28 Şubatla yüzleşme: Yer yer iyicene alçaklaşan kolektif bir hokkabazlık; insanların gözünü bugünün vahşetinden başka yerlere çevirtmeye yönelik bir operasyon, üstelik terorist bir operasyon, yani tedhişçi.

Tedhişçi: Soruşturma sürüyormuş; şunu da içeri atacaklarmış onu da, sıra ona değil buna gelmiş. Maksat insanları benim başıma da bir şey getirirler korkusuna kaptırtıp söyleyeceğini söyleyemez, yazacağını yazamaz, yapacağını yapamaz hâle getirmek; kısacası yüreklere dehşet salarak herkesi yıldırıp sindirmek.
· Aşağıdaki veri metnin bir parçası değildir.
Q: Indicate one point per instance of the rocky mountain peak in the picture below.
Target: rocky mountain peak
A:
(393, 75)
Terörizm, mücadele yöntemlerinin en kalleşçesi; ancak ‘terörle mücadele’ adına yapılanlar da terorizmin dik âlâsı. Önce, suçu, fiilden tümüyle kopartıyorlar: İstersen yoldan geçenlere gül dağıt, “terör örgütüyle ilişkisi var” dedikleri anda, bu davranış doğrudan doğruya teröre destek niteliği kazanmış oluyor. Burada yapılan, ‘yasayla tanımlanmamış suç olmaz’ şeklindeki evrensel hukuk kuralının paypas edilmesi; Orta Çağ’a, Engizisyon’a geri dönüş.
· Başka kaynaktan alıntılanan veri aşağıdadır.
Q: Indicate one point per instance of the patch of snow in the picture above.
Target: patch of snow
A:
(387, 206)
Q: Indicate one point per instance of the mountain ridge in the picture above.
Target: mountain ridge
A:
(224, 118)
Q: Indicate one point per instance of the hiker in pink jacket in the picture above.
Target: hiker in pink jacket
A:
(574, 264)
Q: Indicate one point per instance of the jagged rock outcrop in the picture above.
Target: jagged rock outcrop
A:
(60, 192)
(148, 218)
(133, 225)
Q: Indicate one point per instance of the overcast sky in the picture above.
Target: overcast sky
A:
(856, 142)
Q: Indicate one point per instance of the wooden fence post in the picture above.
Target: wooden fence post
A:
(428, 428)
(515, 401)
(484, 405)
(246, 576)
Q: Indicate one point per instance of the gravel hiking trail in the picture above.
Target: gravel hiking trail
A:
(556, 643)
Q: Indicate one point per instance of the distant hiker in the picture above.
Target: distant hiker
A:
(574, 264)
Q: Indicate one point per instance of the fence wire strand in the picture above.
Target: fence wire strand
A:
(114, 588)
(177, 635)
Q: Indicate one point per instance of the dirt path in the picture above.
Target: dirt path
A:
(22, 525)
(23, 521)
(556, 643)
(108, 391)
Suç, somut fiil temelinde tanımlanır olmaktan çıkartıldığı ölçüde, insanlar artık ‘ne yaptıkları’na değil, ‘kim ve/veya kimlerden oldukları’na göre yargılanacaklardır; ki bu durumda yaptığınız her şey terör suçu sayılabilecektir: ‘Terörle mücadele’ kurbanı olmamak için yapılabilecek tek şey vardır; o da, hiç bir şey yapmamak, daha doğrusu hiç yokmuş gibi yapmak.

“Bunlar artık Nazileri aratmıyor” diyordum kitlesel göz altılara, yargısız tutukluluklara/tecritlere, Meclis’e kadar uzanan zorbalık ve keyfîliklere, insanların soyu-sopu, dini-mezhebi üzerinden yapılan suçlama, hakaret ve tahriklere ve bütün bunları yaparken gerek akıl, gerekse edep sınırı tanımayan pervasızlığa bakarak. Oysa, Nazilere haksızlık ediyormuşum; zira, bunlar Nazilerden beter.

Nazi Almanyası’nda Yahudi olmak bizatihi suçtu; Yahudi isen her türlü eziyete, sonunda da fırına atılmaya müstahaktın; işte onun için de adamlar büyük bir titizlikle insanların yedi sülalesini araştırırlar, Yahudi olup olmadığına ona göre karar verirlerdi; yani, Yahudi’yi toplama kampına göndermekten katletmeye, her şeyi kendilerine hak görürlerdi, ama kimin Yahudi olup, kimin olmadığını tayin etme hakkını kendilerinde görmez, bu konuda gerçekten bilimsel bir objektiflik gözetirlerdi.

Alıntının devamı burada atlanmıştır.